Of the 4288 pages we tested on the site over the past 90 days, 336 page(s) resulted in malicious software being downloaded and installed without user consent. The last time Google visited this site was on 2013-02-04, and the last time suspicious content was found on this site was on 2013-02-03.
Malicious software is hosted on 3 domain(s), including ads.zitaholdings.com/, openx.org/, d1.rumbaypelo.com/.
1 domain(s) appear to be functioning as intermediaries for distributing malware to visitors of this site, including openx.org/.
This site was hosted on 7 network(s) including AS36408 (PANTHER), AS31133 (MF), AS6854 (SYNTERRA).

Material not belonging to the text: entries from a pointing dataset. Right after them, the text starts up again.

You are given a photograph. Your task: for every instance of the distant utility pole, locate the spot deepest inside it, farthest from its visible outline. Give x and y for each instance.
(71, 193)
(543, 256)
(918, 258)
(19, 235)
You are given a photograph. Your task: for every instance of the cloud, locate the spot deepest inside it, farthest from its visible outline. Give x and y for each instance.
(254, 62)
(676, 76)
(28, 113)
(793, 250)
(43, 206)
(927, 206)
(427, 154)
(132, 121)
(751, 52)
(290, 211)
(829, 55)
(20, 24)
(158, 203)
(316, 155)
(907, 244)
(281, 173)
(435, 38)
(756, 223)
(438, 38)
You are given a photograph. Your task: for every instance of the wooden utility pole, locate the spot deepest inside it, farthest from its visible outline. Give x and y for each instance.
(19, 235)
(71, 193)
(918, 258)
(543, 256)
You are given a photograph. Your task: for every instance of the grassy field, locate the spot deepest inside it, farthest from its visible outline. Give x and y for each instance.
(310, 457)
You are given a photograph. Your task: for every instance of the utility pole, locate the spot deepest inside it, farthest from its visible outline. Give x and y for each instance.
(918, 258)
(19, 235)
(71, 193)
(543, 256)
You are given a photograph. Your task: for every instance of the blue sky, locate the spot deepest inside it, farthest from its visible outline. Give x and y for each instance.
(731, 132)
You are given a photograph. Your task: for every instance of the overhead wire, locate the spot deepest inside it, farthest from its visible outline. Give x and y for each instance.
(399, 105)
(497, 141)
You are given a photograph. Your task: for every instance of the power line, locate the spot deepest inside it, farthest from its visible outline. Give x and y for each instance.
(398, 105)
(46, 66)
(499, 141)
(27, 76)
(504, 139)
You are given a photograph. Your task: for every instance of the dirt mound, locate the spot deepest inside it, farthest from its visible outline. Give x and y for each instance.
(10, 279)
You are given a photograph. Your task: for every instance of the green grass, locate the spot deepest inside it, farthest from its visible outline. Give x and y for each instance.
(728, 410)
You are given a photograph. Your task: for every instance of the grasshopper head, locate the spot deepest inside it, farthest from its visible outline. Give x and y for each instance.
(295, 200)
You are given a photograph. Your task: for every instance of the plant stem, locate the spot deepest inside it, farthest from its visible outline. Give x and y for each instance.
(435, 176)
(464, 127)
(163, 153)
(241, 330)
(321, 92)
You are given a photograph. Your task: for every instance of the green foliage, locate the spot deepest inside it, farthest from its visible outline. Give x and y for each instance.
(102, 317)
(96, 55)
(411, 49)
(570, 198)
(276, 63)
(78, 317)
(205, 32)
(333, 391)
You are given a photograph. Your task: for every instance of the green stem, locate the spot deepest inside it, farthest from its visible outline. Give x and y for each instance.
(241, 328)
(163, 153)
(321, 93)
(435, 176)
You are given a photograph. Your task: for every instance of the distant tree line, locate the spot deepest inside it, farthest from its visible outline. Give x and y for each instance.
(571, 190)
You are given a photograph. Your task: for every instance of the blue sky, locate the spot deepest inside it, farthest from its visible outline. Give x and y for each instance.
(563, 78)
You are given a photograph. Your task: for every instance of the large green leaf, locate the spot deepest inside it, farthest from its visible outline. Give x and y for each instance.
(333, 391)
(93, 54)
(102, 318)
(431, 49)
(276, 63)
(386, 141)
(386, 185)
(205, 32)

http://safebrowsing.clients.google.com/safebrowsing/diagnostic?client=Firefox&hl=en-US&site=http://articles.latimes.com/2013/feb/01/science/la-sci-living-crystals-20130202
"Covert military, espionage, or sabatoge operations designed to deceive in such a way that the operations appear as though they are being carried out by other entities may be described as being carried out by 'false flack'. Operations carried during peace-time by civilian organisation, as well as covert government agencies, may by extension be called 'false flack' operations if they seek to hide the real organisation behind an operation."
"The NYT electronic break-in was a catalyst for a debate about the effectiveness of antivirus software. There are broadly three camps to this discussion: Defenders of the continuing usefulness of the technology argue that it's necessary but insufficient. You need antivirus, and not just on the desktop, along with intrusion prevention, monitoring and other layers of protection".
What we need is for the integrated innovators to come up with a design for a 'computer` that doesn't execute code when the end-user clicks on a URL or opens an email attachment ...
I noticed a topic of people talking about China being scary today.
You are correct. But here is how the war would go.
China big a heck. U.S. big as heck. The U.S has the tech/war weapons to pull it off. But somewhere along the line I feel atomic weapons would be used. And thats the scary part.
So back in the olden days when I worked for a email security company I was shown a spreadsheet. This spreadsheet contained a list of companies who had been targeted with a number of different trojans (which we were stopping). So far all a bit normal. However, alongside the list of companies and the trojans we also had a list of the IPs being used to relay the malware.... This made things a little bit more interesting as we started to see patterns linking the IPs being used (yes I know that they were all open relays and compromised machines but they were the SAME open relays and compromised machines over and over again) and the target companies.
Cut a long story short we fiddled around a bit and came up with a list of companies we were pretty sure were being attacked by the same group of people. Obviously I can't name names but given the variety of targets including defence, governments, paint manufacturers (owned by chemical companies), and also media & certain charities it was pretty bleeding obvious who the bad guys were.
Its not a question of "have you been owned?" but more "How long did it take you to find out you had been owned????"